Abnormal Vasoconstrictor Responses to Angiotensin II and Noradrenaline in Isolated Small Arteries From Patients With Cerebral Autosomal Dominant Arteriopathy With Subcortical Infarcts and Leukoencephalopathy (CADASIL)
Background and Purpose— Cerebral autosomal dominant arteriopathy with subcortical infarcts and leukoencephalopathy (CADASIL) is characterized by ultrastructural abnormalities in small cerebral and systemic vessels. We assessed vasomotor function in systemic small arteries in CADASIL.
Methods— We studied 10 CADASIL patients and 10 control subjects. Resistance arteries isolated from gluteal biopsies were mounted on small-vessel myographs, and concentration responses were determined for vasoconstrictors (noradrenaline, angiotensin II, and endothelin-I) and vasodilators (acetylcholine, bradykinin, spermine-NONOate, and nifedipine). Maximum data are shown as percent potassium contraction.
Results— There was reduced potency for noradrenaline in CADASIL (CADASIL [38 arteries]: EC50, 240 nmol/L; control subjects [27 arteries]: EC50, 100 nmol/L; 2-way analysis of variance, F=9.76, P=0.002). Maximum response to angiotensin II was greater in CADASIL (120±8% versus 97±5% in control subjects; F=4.28, P=0.043).

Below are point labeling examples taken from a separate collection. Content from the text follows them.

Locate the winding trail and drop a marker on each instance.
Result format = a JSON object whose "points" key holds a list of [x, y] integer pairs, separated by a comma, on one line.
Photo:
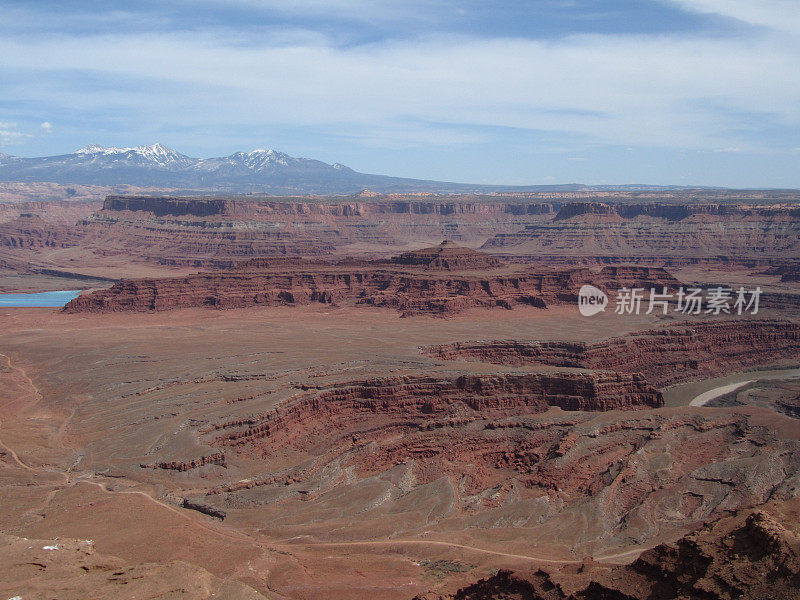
{"points": [[70, 480]]}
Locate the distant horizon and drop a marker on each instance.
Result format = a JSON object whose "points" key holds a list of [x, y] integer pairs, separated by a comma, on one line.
{"points": [[672, 92], [507, 185]]}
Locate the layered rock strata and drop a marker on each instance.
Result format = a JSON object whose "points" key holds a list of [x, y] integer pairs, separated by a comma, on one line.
{"points": [[665, 356]]}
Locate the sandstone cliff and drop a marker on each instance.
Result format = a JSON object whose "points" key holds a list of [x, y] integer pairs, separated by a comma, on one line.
{"points": [[671, 354]]}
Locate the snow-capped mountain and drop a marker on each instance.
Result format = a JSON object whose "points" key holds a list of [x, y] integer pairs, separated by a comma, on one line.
{"points": [[260, 171], [155, 154], [157, 165]]}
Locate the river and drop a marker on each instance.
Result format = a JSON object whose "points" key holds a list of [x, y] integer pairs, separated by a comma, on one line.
{"points": [[39, 299], [697, 393]]}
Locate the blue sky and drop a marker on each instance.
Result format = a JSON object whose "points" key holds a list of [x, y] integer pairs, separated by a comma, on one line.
{"points": [[686, 92]]}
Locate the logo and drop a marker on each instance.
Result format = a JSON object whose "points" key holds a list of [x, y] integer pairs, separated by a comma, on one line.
{"points": [[591, 300]]}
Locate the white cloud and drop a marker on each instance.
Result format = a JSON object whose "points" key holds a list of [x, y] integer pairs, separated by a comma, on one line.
{"points": [[782, 15], [10, 135], [670, 91]]}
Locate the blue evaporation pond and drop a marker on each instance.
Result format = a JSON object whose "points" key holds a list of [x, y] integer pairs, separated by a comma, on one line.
{"points": [[39, 299]]}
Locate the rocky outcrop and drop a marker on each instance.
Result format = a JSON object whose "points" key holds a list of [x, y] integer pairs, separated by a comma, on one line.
{"points": [[666, 231], [414, 402], [437, 281], [30, 231], [671, 354], [448, 256], [751, 555], [173, 207]]}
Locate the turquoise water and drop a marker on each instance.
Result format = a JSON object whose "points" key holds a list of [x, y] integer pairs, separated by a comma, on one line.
{"points": [[40, 299]]}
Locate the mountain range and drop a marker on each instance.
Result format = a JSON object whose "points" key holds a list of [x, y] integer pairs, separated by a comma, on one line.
{"points": [[261, 171]]}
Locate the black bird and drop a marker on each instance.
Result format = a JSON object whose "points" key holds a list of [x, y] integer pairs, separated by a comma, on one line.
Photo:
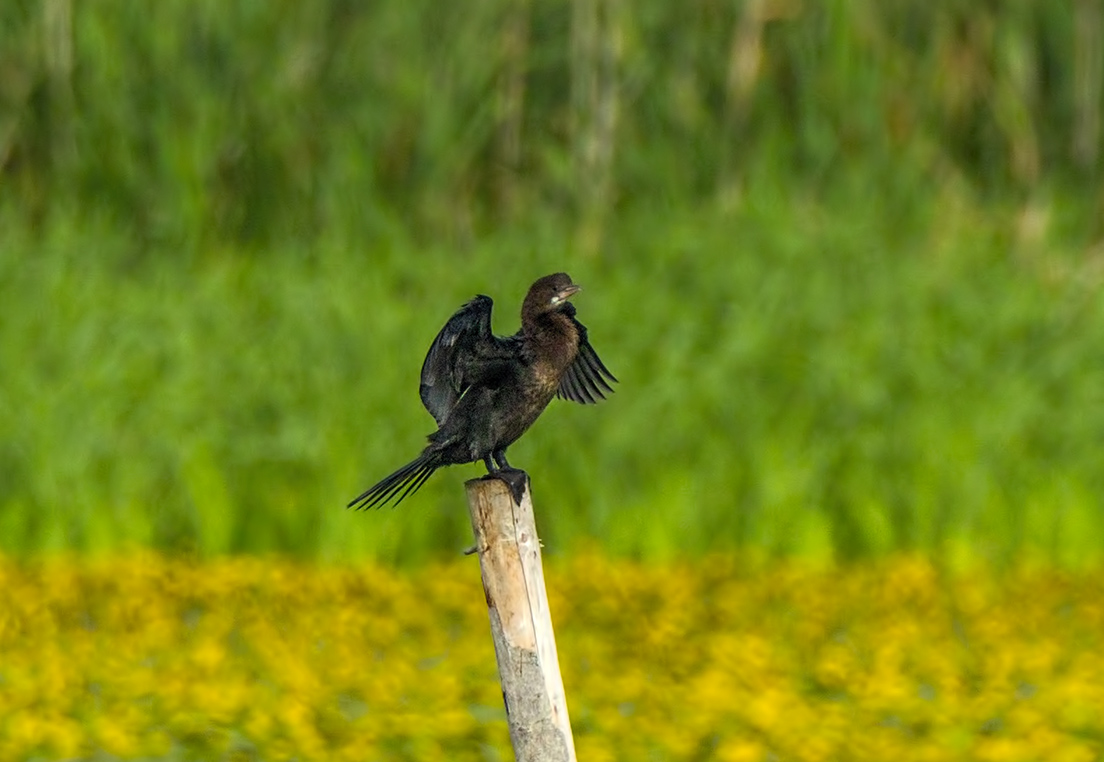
{"points": [[486, 390]]}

Tachyphylaxis to angiotensin II occurred in all control subjects studied but in only 3 of 9 CADASIL subjects (P=0.011, Fisher’s exact test). Vasodilation was similar in CADASIL patients compared with control subjects for endothelium-dependent dilators (acetylcholine and bradykinin) and endothelium-independent dilators (spermine-NONOate and nifedipine).
Conclusions— These results suggest a selective systemic microvascular vasoconstrictor abnormality in CADASIL in noradrenaline and angiotensin II pathways that is not explained by vasodilator impairment in endothelium or vascular smooth muscle. This could have important implications for prophylaxis and treatment of CADASIL.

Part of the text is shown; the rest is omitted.